4. **Quick start**: Minimal steps to get running
5. **How it works**: Brief technical explanation with diagram
6. **Tools reference**: What each MCP tool does
7. **sub_query (RLM mode)**: Explain recursive sub-agent calls
8. **Configuration**: Environment variables, CLI flags
9. **Research background**: Link to RLM paper, explain the core insight
**Key messaging to convey:**
- Aleph treats context as an external environment variable (not stuffed into prompts)
- The AI iteratively explores with search, peek, code execution
- sub_query enables RLM-style recursive reasoning (chunk → query sub-agent → aggregate)
- Works with Claude, GPT, Qwen, any MCP-compatible host
- CLI backends (claude, codex) need no API key; API fallback uses Mimo (free)
**Things to remove or tone down:**
- Excessive emoji
- Marketing language ("powerful", "revolutionary", etc.)
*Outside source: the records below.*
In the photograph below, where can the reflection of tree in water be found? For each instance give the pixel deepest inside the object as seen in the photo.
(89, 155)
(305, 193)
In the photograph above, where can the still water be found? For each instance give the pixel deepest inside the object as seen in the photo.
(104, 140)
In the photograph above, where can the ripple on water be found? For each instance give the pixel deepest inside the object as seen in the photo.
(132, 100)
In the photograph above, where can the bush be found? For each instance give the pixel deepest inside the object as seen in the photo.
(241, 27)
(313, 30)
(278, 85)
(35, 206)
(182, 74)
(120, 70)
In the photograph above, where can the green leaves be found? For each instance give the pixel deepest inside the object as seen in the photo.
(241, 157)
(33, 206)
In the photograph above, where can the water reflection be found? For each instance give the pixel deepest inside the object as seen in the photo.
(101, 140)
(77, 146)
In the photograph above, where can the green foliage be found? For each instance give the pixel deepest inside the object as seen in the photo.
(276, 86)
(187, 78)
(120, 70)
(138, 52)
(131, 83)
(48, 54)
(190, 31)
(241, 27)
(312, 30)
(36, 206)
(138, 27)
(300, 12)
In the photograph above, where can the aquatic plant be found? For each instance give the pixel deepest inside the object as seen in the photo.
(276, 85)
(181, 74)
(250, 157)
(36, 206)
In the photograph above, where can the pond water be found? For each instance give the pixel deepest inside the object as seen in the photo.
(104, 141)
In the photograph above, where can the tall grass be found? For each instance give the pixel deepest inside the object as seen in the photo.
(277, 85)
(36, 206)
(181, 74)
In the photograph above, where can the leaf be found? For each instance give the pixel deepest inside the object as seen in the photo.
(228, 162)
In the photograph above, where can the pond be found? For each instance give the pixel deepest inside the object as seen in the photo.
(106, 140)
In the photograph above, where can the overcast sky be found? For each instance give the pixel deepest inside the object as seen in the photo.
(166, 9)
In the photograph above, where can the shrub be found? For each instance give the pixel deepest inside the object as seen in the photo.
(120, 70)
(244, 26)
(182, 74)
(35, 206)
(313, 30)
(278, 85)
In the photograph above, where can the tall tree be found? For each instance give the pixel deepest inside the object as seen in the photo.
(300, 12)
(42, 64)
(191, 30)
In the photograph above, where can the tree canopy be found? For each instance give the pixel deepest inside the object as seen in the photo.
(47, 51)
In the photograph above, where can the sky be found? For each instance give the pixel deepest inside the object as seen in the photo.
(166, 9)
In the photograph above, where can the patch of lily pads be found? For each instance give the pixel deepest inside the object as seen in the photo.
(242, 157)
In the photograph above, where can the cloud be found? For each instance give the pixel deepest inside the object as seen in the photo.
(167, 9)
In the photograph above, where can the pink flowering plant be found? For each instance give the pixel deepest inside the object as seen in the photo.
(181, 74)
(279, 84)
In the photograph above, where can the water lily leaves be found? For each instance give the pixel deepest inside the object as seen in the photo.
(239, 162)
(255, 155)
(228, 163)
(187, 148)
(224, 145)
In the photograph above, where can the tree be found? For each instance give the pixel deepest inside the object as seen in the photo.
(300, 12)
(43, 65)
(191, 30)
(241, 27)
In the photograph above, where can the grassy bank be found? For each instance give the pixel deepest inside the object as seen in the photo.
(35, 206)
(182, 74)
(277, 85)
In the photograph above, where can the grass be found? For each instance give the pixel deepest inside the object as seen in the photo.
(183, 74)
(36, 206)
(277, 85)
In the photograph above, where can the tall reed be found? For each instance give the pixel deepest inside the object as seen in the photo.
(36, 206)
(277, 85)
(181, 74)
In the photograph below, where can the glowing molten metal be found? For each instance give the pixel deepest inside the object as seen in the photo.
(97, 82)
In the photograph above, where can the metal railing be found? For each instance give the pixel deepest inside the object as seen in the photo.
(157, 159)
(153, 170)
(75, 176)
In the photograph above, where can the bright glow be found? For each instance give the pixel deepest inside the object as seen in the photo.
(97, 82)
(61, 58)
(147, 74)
- Claude-specific instructions that don't apply to other hosts
- Implementation details that users don't need
**Research context to include:**
The RLM paper (arXiv:2512.24601) showed that:
- LLMs struggle with long contexts even within their window ("context rot")
- Treating prompts as external environment variables enables 10M+ token handling
- Recursive sub-LM calls let the model decompose and aggregate
- This approach is task-agnostic and cost-comparable to base model calls
Please review the current docs, propose specific changes, and implement them. Focus on making Aleph approachable for a developer who just wants to analyze long documents with AI.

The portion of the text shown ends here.